Organik madde kaynaklarının başında çiftlik gübresi gelmektedir. İyi hazırlanmış, yanmış çiftlik gübresi iki yılda bir sulanan alanlarda dekara 2 ton, kıraç tarlalarda ise üç yılda bir dekara 2 ton hesabıyla verilmeli ve toprağa karıştırılmalıdır. Bitkisel üretime dayalı faaliyet gösteren işletmelerde çiftlik gübresi ya temin edilmeli veya topraktaki organik maddeyi artırıcı uygulamalara yer verilmelidir.
Organik maddeyi artırmak için en iyi yol yeşil gübrelemedir. Bu amaçla yetiştirilebilecek çok sayıda bitki türü olmakla birlikte, en iyisi kışlık tek yıllık baklagilleri yetiştirmektir. Özellikle yoğun sebze ekiminin yapıldığı sulanan alanlarda adi fiğ, Macar fiği ve bakla gibi kışlık tek yıllık baklagiller kasım ayında ekilerek çiçeklenme döneminde, mayıs ayı başında toprağa karıştırıldığında, 2 ton çiftlik gübresine eşdeğer organik madde ve bir torba %26’lık Amonyum Nitrat gübresine bedel azot bırakmaktadır. Fiğ türleri aynı zamanda ot için de değerlendirilebilmektedir.
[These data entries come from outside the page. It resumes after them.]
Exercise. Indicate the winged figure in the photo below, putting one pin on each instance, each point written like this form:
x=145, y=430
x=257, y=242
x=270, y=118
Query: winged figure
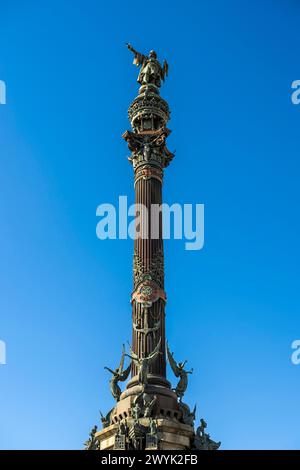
x=143, y=363
x=118, y=375
x=179, y=371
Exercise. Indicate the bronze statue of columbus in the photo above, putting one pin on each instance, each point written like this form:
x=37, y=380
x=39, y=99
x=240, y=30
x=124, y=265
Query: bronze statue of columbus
x=149, y=413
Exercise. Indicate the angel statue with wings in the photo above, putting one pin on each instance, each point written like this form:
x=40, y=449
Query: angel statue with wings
x=179, y=371
x=151, y=70
x=118, y=375
x=143, y=363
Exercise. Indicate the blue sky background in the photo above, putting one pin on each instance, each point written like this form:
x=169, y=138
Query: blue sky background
x=233, y=307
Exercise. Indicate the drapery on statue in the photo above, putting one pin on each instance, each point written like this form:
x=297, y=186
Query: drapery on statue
x=143, y=363
x=179, y=371
x=118, y=375
x=151, y=70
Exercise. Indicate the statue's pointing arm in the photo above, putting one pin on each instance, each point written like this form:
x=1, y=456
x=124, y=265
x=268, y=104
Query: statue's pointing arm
x=138, y=57
x=165, y=69
x=125, y=373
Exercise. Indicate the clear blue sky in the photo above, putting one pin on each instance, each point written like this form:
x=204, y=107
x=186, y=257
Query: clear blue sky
x=233, y=308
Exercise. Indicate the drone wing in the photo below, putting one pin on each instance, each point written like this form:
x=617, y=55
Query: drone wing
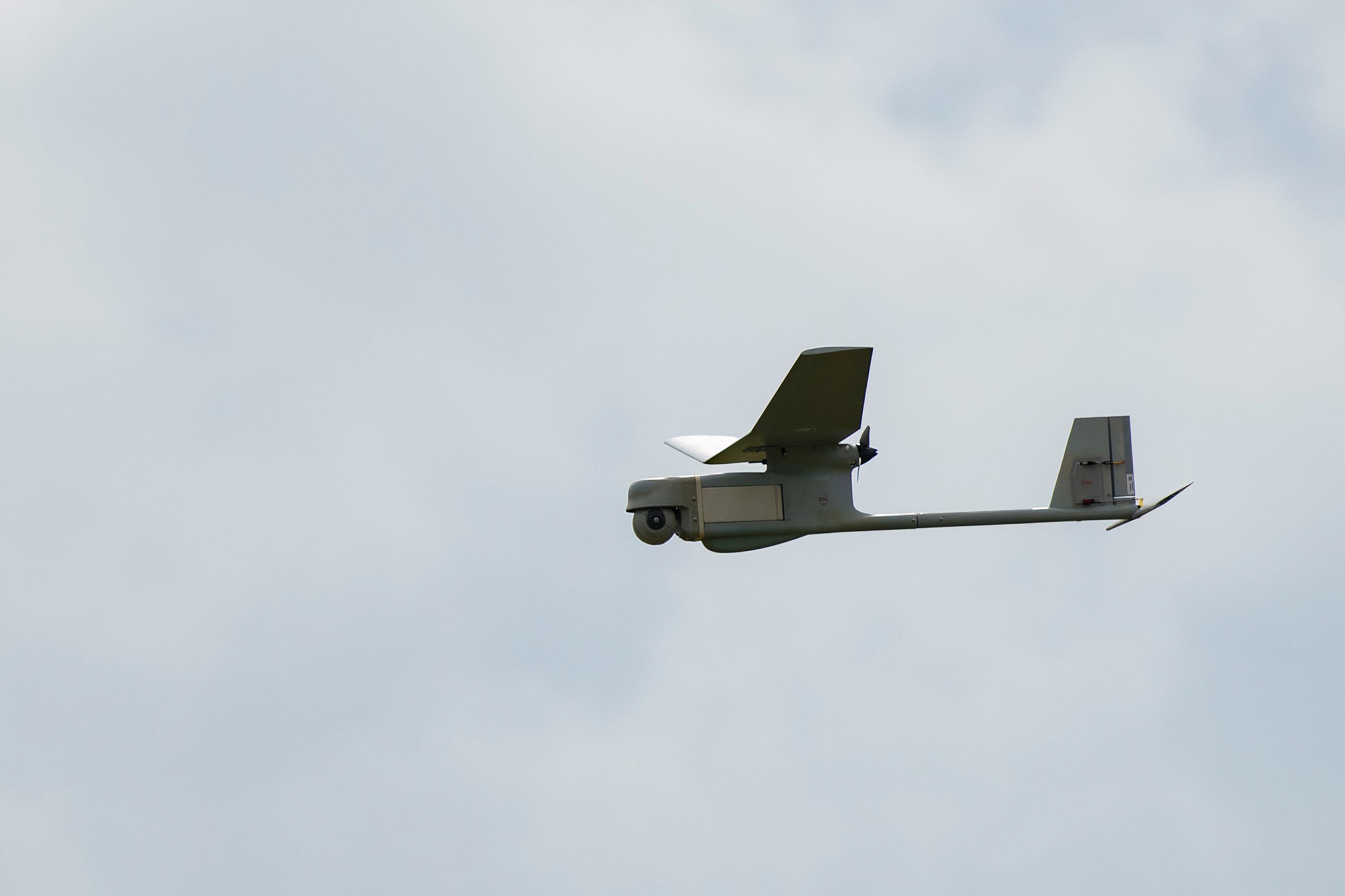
x=820, y=403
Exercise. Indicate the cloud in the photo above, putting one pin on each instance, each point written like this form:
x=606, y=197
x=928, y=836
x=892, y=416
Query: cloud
x=334, y=337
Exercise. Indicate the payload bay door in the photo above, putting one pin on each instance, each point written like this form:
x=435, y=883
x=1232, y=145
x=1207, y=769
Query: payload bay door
x=742, y=504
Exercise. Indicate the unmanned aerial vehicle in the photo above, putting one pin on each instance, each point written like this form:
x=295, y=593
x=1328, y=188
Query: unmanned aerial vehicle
x=806, y=486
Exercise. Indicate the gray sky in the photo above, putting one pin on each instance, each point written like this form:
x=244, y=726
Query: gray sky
x=333, y=336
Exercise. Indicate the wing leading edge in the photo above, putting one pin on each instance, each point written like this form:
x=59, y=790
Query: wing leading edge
x=820, y=403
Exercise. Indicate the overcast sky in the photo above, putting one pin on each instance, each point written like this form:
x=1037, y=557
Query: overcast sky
x=334, y=334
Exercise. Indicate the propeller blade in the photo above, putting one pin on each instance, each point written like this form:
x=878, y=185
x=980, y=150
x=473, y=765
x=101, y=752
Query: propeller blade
x=865, y=453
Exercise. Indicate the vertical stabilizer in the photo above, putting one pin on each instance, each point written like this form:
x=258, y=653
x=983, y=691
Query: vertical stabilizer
x=1098, y=467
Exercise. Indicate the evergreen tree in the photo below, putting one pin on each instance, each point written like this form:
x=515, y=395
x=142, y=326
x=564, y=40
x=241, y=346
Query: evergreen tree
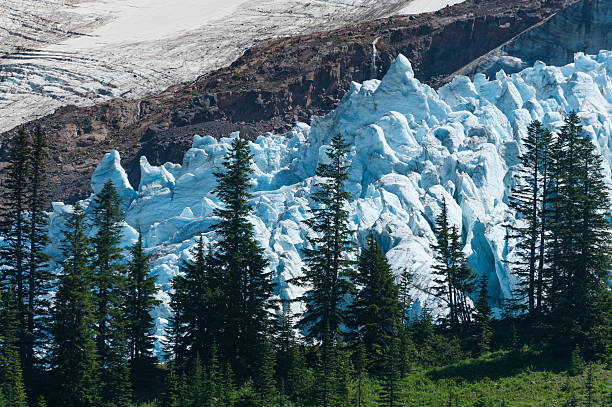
x=240, y=264
x=376, y=309
x=453, y=278
x=580, y=235
x=140, y=302
x=110, y=292
x=263, y=380
x=39, y=277
x=483, y=316
x=172, y=395
x=195, y=324
x=360, y=370
x=530, y=199
x=329, y=269
x=11, y=378
x=73, y=354
x=15, y=231
x=391, y=393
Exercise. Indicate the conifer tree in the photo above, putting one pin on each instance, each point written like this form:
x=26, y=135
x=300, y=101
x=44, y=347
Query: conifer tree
x=360, y=370
x=483, y=316
x=329, y=269
x=14, y=230
x=263, y=380
x=453, y=278
x=391, y=393
x=140, y=302
x=39, y=277
x=240, y=264
x=376, y=308
x=73, y=356
x=11, y=378
x=195, y=324
x=580, y=235
x=530, y=199
x=109, y=296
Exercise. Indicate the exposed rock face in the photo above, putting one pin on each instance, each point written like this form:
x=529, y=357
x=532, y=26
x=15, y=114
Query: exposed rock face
x=585, y=26
x=276, y=84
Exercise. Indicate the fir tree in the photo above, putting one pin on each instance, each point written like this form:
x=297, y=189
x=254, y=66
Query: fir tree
x=39, y=277
x=11, y=377
x=15, y=231
x=360, y=370
x=329, y=269
x=263, y=380
x=390, y=393
x=109, y=295
x=529, y=199
x=73, y=354
x=580, y=236
x=453, y=278
x=483, y=316
x=240, y=264
x=376, y=309
x=194, y=302
x=141, y=301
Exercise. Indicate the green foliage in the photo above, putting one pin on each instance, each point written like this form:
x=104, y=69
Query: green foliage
x=73, y=356
x=453, y=278
x=328, y=272
x=240, y=265
x=140, y=302
x=530, y=198
x=376, y=308
x=109, y=293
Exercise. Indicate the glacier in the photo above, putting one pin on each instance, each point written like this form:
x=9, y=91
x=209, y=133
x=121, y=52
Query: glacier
x=411, y=148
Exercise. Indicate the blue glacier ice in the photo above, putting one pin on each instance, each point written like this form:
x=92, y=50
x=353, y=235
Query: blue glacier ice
x=411, y=147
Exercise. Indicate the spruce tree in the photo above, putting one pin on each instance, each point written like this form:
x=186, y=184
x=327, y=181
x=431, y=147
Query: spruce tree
x=14, y=253
x=263, y=380
x=530, y=200
x=73, y=354
x=110, y=295
x=453, y=278
x=196, y=322
x=11, y=378
x=376, y=308
x=329, y=269
x=390, y=395
x=580, y=236
x=140, y=302
x=483, y=316
x=39, y=276
x=240, y=264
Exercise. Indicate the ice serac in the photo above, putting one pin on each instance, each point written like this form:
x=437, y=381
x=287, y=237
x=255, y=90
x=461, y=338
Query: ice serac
x=411, y=149
x=110, y=169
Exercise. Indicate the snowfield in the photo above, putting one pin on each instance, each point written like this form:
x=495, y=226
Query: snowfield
x=412, y=147
x=59, y=52
x=426, y=6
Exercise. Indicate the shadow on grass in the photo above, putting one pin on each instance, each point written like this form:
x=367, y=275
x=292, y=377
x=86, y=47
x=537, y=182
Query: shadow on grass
x=498, y=365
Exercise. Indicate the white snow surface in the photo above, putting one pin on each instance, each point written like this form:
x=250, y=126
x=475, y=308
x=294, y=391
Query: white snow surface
x=411, y=147
x=60, y=52
x=426, y=6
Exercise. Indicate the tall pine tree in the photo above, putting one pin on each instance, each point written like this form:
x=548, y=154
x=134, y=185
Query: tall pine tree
x=15, y=231
x=239, y=260
x=453, y=278
x=73, y=353
x=110, y=294
x=140, y=302
x=39, y=276
x=376, y=309
x=329, y=270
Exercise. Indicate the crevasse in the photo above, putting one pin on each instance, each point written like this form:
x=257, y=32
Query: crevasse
x=411, y=147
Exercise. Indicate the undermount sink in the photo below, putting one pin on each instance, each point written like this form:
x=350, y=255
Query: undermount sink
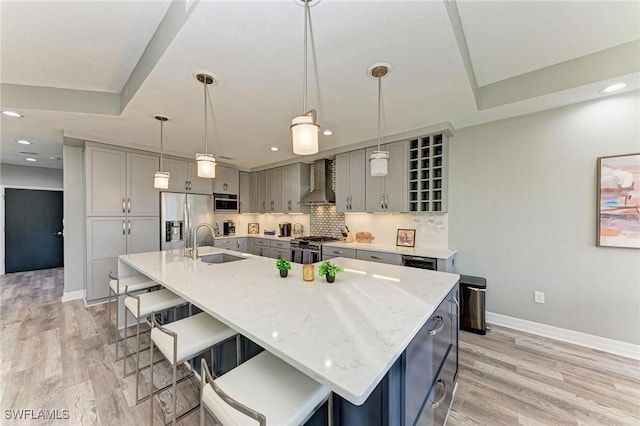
x=220, y=258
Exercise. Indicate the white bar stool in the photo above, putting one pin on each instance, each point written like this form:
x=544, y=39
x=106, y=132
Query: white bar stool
x=183, y=340
x=116, y=288
x=263, y=389
x=141, y=306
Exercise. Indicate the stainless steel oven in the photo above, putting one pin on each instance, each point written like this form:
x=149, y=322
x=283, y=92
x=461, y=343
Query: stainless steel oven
x=225, y=203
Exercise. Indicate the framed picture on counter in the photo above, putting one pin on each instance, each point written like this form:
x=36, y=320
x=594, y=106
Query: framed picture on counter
x=619, y=201
x=254, y=229
x=406, y=238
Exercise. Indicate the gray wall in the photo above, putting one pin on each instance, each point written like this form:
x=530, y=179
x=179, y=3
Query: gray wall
x=522, y=213
x=74, y=225
x=33, y=177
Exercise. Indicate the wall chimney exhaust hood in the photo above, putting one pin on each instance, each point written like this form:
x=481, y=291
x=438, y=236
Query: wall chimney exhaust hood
x=322, y=191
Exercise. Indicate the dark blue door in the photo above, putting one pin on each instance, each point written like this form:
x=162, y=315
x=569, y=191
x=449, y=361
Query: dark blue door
x=33, y=230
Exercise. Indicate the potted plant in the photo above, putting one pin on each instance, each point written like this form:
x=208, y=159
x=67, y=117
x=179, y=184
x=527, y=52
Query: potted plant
x=283, y=265
x=329, y=270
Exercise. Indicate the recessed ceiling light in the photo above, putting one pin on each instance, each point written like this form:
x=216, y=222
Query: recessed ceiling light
x=614, y=88
x=12, y=114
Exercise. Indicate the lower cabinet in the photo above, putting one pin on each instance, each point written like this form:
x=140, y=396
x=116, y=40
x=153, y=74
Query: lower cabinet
x=418, y=389
x=109, y=237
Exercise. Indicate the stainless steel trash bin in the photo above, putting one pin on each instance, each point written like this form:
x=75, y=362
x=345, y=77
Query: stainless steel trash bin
x=472, y=304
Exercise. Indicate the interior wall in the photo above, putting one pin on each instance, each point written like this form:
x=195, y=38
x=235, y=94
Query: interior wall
x=74, y=220
x=523, y=214
x=26, y=177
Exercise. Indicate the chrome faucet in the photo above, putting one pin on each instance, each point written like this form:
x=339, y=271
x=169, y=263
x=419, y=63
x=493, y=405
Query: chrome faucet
x=194, y=249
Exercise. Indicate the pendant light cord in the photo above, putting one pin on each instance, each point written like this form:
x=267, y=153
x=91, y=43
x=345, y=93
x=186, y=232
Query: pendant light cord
x=206, y=142
x=379, y=103
x=307, y=16
x=161, y=142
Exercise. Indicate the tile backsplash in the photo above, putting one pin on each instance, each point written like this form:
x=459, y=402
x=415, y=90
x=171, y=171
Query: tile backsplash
x=326, y=221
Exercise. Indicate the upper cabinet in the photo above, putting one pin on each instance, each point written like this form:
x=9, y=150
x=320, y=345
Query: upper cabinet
x=389, y=193
x=428, y=173
x=184, y=177
x=295, y=184
x=350, y=181
x=120, y=183
x=244, y=196
x=226, y=180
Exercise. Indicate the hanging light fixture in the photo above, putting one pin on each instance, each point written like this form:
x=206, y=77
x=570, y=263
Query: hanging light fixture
x=379, y=159
x=160, y=178
x=205, y=162
x=304, y=129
Ot için biçildiklerinde dahi, anız ve kökleriyle toprağın organik madde ve azot içeriğini artırmakta, kendilerinden sonra dikilen biber, domates gibi sebze türlerinde verim ve kaliteyi önemli derecede yükseltmektedir. Aynı zamanda gübre ve sulama masraflarını da azaltmaktadır.
Gerek çiftlik gübresi, gerekse yeşil gübreleme uygulamalarına iki yılda bir yer verilmesiyle tarım alanlarında hemen bütün kültürel işlemler kolaylaştığı gibi, verimlilik düzeyleri de önemli derecede artmaktadır. Domates ve mısır yetiştirilen alanlarda, her geçen yıl verim azalışlarının sebebi topraktaki organik maddenin hızla tükenişidir.
Tarlanın daha kolay işlenmesi, verilen gübre ve suyun daha iyi değerlendirilmesi, daha kaliteli ürün ve yüksek verim alınabilmesi için organik maddenin artırılmasında yarar vardır. Aksi takdirde verilen emek ve masraflar istenilen ölçüde gelire dönüşmemektedir.